The victims of
The victims of "modern slavery" in United Kingdom, originating also from Romania, are treated as cattle

Great Britain faces an increase in the phenomenon of 'modern slavery'. The victims, many from Romania and Poland, are being treated as "cattle", sold and tattooed by groups’ members wanting to mark their property.

Thousands of people are treated "as cattle" by gangs specialized in "modern slavery" which tattoo and force them to work for very low salaries. The number of victims brought illegally to the UK has grown with 20 percent, from 2,255 in 2012 to 2,744 in 2013, according to the UK Human Trafficking Centre. Human traffickers extend their operations from prostitution and drug factories to manual washing machines and fictive charitable missions. Victims are sold and bought for only 200 pounds (256 euro) and forced to work under threatens of violence against them or their families, reports the Daily Mail in the electronic edition.
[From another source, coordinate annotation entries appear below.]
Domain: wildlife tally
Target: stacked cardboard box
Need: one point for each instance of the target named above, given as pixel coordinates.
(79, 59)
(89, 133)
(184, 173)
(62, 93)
Many victims are children from East Europe brought to UK to beg on the streets, while traffickers steal their social benefits received from the state. Adults are tricked to come to work in UK, often through recruitment sites or dating agencies, with the promise of well-paid jobs or studies. But when they arrive in UK, they are forced to work as prostitutes, in illegal cannabis farms, in constructions or in isolated farms.

The victims came from 86 countries, most of them from Romania and Poland. Shockingly, 20 percent (602 victims) are children, and many of them are forced to beg, to prostitute themselves or to work as slaves in some people’s houses. There is a growing number of British victims (one of 14), many of them being homeless and vulnerable, which are fooled to work for nomadic families, or sent to Sweden and Norway, where they pave roads and alleys for 14 hours a day.

Asked about the tattooing of victims by traffickers, Liam Vernon, from the National Crime Agency (NCA) said that these symbols are used to "indicate ownership." "It’s simply a marking. You mark the cattle, I can’t explain in more precise terms. This is how offenders see people: as a good that can be bought and sold. This comes with the cost of misery and physical and psychological trauma", said Vernon.